Stage three: Technical call
Usually a discussion over the things I have worked with, tools I have experience with and tools that I don’t. A fairly relaxed conversation where we both got an overview of how we generally built & deliver software, how we handle when things go wrong, a little bit of high-level system design (no whiteboard, trivia, or grilling!)
Something that caught the attention of all technical calls was my jobs board. It was on the top of my resume and everyone opened it on their screens during the interview. Thankfully it didn’t crash.
The conversation switched to how I built Arbeitnow, with a focus on
- Frontend — What is it built on, if it could have been a Single Page Application using Vue.js or React, testing tools used (Shout-out to Cypress!)
- Backend — built on Laravel, powered by Elasticsearch, familiarity with Docker
- Database design, tradeoffs, Redis Queues
- If I have any AWS or Cloud experience, which I don’t have a lot of — I was upfront about
- CI/CD Pipelines and experience with Unit and Feature tests
All of the above felt like a conversation. Interviewers weren’t looking for right or wrong answers. We discussed trade-offs, making changes to system design. I was able to get some ideas during the conversation so I can say this was productive. I went through all four technical rounds.
Stage four: Take home or coding challenge
We’re at the exciting part that programmers in Tech love to talk about (apart from their disgust for PHP). In 2018, I did several coding challenges and take-home projects which companies mention take a couple of hours.
They don’t because companies (startups tend to do this more) want a fully functioning application with test suites and estimate it around two to six hours. Or trivia questions. Unpaid.

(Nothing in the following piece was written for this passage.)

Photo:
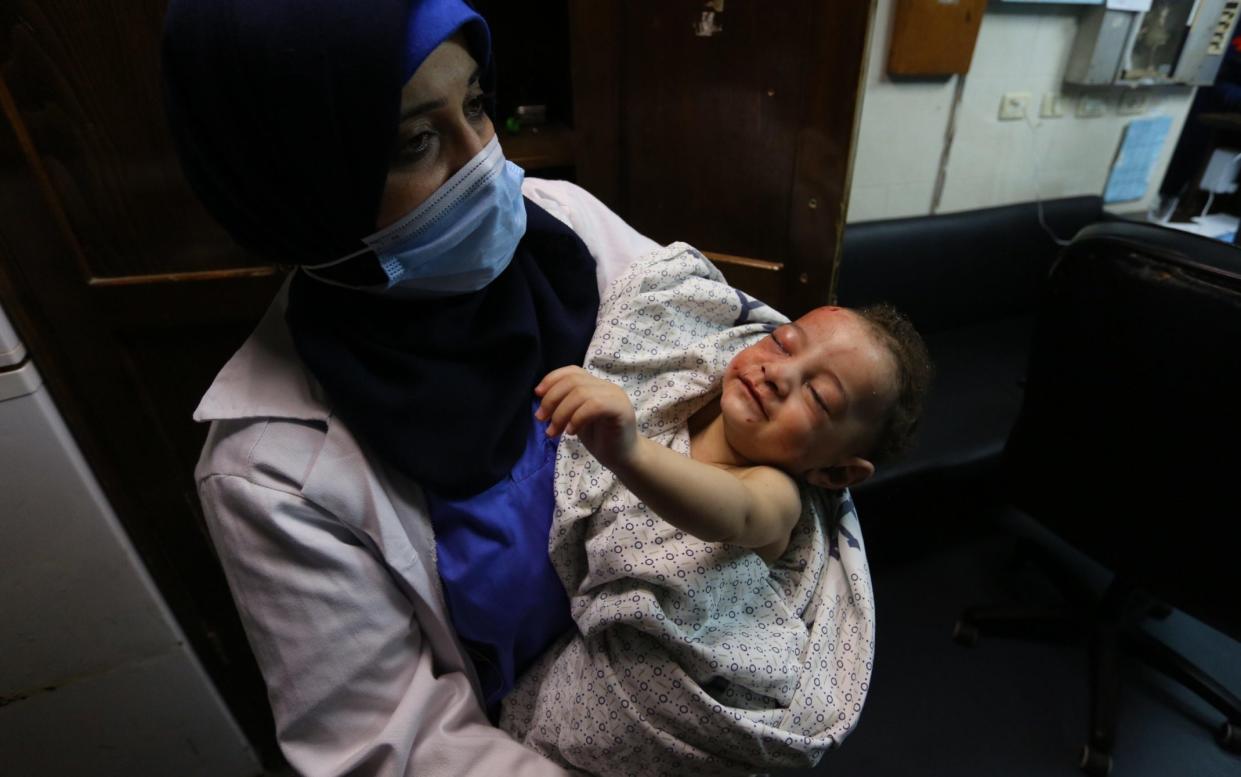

Earlier this year, I built a section for companies that don’t require Leetcode or Whiteboard Interviews, so this was a no-go for me. Two companies waived the next round without asking (which was genuinely surprising and refreshing) and I refused to proceed further with two companies that insisted on sticking with the process.
If I didn’t have a side project (or an equivalent), I’m not quite sure if this round would have been waived or not.
Stage five: Review/Call with team
This round was initially supposed to be a review of the take-home or coding challenge. Since that round didn’t happen, we spoke a bit more with a different engineer from the company. With one company, there was a casual chat with the team for 30 minutes.
Stage six: Offer
HR called back within 2–4 days after the last call. We spoke about the €€€, the benefits (in detail), remote flexibility and a starting date. The entire process for all companies happened in 3 weeks and the company I accepted the offer for took around a week. Quick turnaround and feedback from all companies involved kept this a smooth process.
Funnily enough, the job offer that I accepted was one that I found on my job board. If I didn’t use it, who else would — right?